I give him the street situation. A few hours ago a horde passed by right there for that guy. Unmistakable, with their uncanny movements. There's something truly terrifying about seeing something that resembles a human moving like an animal. They remained restless after killing that poor man, but that made them disperse a bit, going away from this place.
I close the curtain and we finally stand up in the dark.
No one is going to rescue us. No one is going to come. I don't think there's anyone out there either. We may be the last two people left in the city.
…
What's the point? Maybe the bombs won't hurt so much.
“I've got my little shrooms,” says Soda, snapping me out of these shitty thoughts. Did my face give me away, even in this darkness?
When he pawed a bunch of mushrooms out of the fridge at home I almost smack the shit out of him for wasting space out of our school backpacks.
“Mushrooms don't need sunlight to grow! With all those bombs that went off on TV… there is not going to be much sunlight, photosynthesis. Planting potatoes is going to be difficult. When the canned food runs out, or it expires... Mushrooms! We can get by with them.”
He'd learned it from an old game, he'd told me. Something about a Metro and a year long gone. He's already thinking about the future. It's a good thing...
That's the way life is going to be now, then.
What's the point?
I wish I could shut my fucking inner voice up if only for five minutes.
Sure, I wish everything was that easy.
A sound of electricity.
I'm overcome with the panic of my night terrors, I feel like I'm not touching the ground with my feet, my nose goes numb, it's hard to move my face, I taste blood in my mouth who knows why. Soda is absolutely frozen. It is the first noise that breaks this great silence in hours. I hope they—
Again, the bzz of electricity, louder this time, a harbinger of disaster. Fucking country, fucking power lines, fucking maintenance, fucking power company, fucking employees, fucking government.
The transformer, the power lines. I look out the window. An electric arc is forming.
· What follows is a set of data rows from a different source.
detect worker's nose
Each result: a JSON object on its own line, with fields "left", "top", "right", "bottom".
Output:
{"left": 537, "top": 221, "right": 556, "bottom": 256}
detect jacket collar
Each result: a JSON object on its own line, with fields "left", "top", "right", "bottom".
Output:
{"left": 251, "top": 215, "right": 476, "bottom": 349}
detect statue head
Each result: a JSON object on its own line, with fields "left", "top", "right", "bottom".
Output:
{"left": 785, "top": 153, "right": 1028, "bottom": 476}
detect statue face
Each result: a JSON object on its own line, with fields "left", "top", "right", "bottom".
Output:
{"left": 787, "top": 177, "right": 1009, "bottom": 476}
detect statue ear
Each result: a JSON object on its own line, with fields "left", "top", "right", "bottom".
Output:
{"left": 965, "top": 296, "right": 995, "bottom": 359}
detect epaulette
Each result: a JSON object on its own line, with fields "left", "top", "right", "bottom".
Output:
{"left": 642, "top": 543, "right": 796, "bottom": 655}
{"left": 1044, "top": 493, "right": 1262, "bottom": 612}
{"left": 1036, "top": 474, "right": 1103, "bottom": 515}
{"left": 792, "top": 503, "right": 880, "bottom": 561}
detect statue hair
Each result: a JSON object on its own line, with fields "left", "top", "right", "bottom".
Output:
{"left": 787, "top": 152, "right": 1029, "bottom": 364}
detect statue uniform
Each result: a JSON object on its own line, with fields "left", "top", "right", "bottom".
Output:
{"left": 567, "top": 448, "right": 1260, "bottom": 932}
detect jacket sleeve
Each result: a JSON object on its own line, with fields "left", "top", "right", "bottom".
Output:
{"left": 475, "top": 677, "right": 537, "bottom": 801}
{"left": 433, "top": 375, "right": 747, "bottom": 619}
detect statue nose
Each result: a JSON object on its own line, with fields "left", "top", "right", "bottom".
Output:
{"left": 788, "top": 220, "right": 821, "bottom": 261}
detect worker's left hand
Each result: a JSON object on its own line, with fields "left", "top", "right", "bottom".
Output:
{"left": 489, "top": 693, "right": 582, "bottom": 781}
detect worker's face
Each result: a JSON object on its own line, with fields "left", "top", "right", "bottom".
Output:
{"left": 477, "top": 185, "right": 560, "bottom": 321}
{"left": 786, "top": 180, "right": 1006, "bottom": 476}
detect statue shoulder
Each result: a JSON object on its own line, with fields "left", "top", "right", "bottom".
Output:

The street lights dim their brightness more than ever.
“Soda, grab your stuff.”
The electricity once again, a bigger arc this time.
I grab my backpack. Soda starts to cry, but he moves, he already has all the stuff ready, we already had a contingency plan ready.
I think I'm crying too, I’m not sure, I can't really tell.
“Ceibo...”
“Soda, nobody is going to come to our rescue. If we stay here, we will never be able to escape from the monsters, we will be cornered and the bombs will kill us. We can't hide. We have to run,” I grab mom's rifle, her revolver I give to Soda.
We grab our cell phones.
We grab the little mushrooms too.
We stomp down the stairs stumbling in the darkness, to the first floor, to the streets. We run to the south, to the market.
The transformer explodes behind, a deafening sound. Glass breaks and rains. The street lights go out.
But more deafening is the next sound. A rumbling, like an earthquake. The sound of hundreds of thousands of footsteps heading this way.
May God, if he exists, help us. May the death of our mother not be in vain.